The imbalance between the pro- and anti-inflammatory cytokines leads to inflammation and cell death via necrosis. DILI can be classified as either a direct-intrinsic liver acute injury or an acute liver injury due to idiosyncratic toxicity (IDILI). In this case, we believe that the adverse reaction is idiosyncratic. The eosinophil count was high. The LTA clearly demonstrates that the drug is responsible for the toxic event. Moreover, the drug metabolite(s) is/are responsible for a high inflammatory process as demonstrated by cytokine and chemokine levels.

This spectrum of drug-induced liver hepatotoxicity encompasses a direct-intrinsic or indirect toxicity produced by a drug or a toxicant [15,16,17,18,19]. Diagnosis of the liver injury requires clear differentiation of the disease stages. Causality for the present case was established by employing the liver-specific causality assessment method RUCAM (Roussel UCLAF Causality Assessment Method) [19,20,21].
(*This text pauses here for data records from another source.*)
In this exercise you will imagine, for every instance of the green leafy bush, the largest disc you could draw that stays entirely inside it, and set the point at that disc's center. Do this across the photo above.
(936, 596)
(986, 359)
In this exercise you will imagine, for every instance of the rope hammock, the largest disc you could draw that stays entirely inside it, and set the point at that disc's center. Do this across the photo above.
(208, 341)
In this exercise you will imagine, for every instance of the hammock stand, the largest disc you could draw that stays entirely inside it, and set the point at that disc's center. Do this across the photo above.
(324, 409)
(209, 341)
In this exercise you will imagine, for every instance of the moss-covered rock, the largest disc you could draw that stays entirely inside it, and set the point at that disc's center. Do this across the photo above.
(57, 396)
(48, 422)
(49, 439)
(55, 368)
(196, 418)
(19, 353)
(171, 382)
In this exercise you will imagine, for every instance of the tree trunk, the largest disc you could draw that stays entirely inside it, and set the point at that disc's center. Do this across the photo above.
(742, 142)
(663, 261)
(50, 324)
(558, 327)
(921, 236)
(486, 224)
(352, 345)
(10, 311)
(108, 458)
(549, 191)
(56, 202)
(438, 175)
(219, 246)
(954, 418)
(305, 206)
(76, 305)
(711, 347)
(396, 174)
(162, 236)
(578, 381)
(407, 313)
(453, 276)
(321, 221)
Based on the physiologic property of GLP-1, a study on patients with non-alcoholic steatohepatitis (NASH) was conducted. The impact of liraglutide on hepatic histology was first assessed in the Liraglutide Effect and Action in Diabetes LEAD trial that compared forty-eight weeks of subcutaneous liraglutide (1.8 mg/day) to placebo in 52 patients with biopsy-proven NASH. The primary endpoint was the resolution of NASH without impairment of fibrosis. Liraglutide significantly improved steatosis and hepatocyte ballooning, but no significant differences were seen in lobular inflammation and in the non alcoholic fatty liver disease (NAFLD) activity score [22,23,24,25,26].

The patient was diagnosed with NAFLD only upon her hospitalization. The diagnosis was based on the finding of a hyperechogenic liver in an obese patient with diabetes and hyperlipidemia. There was no evidence for other causes of steatosis. In addition, she had anti-histone antibody positivity.
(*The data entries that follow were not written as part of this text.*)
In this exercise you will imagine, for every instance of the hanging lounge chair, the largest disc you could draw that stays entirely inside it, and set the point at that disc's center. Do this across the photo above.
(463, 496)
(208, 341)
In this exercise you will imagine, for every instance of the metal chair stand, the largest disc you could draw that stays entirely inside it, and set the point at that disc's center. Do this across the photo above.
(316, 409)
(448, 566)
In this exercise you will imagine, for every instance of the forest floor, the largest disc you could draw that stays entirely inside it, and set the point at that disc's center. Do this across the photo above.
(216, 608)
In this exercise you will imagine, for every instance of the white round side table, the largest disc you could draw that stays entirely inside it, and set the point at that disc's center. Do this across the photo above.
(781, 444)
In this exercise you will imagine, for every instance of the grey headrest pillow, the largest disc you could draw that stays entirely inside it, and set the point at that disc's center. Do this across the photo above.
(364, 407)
Magorivska et al. analyzed the anti-histone IgG in patients with systemic lupus erythematosus (SLE) [27]. The authors demonstrated that the sialylated anti-histone IgG altered the cytokine secretion profiles from IL-6/IL-8 to TNF-α/IL-1β thereby regulating chronic inflammation [28]. We suggest that the hepatotoxicity demonstrated in our patient may be the result of an incretin analog adverse reaction with a long latency period. This case should raise awareness about the potential adverse effects of GLP-1 agonists.

6. Conclusions

The case presents a young obese individual treated with the long-acting GLP-1 receptor agonist liraglutide. She achieved significant weight loss but developed liraglutide-induced DILI via an inflammatory response.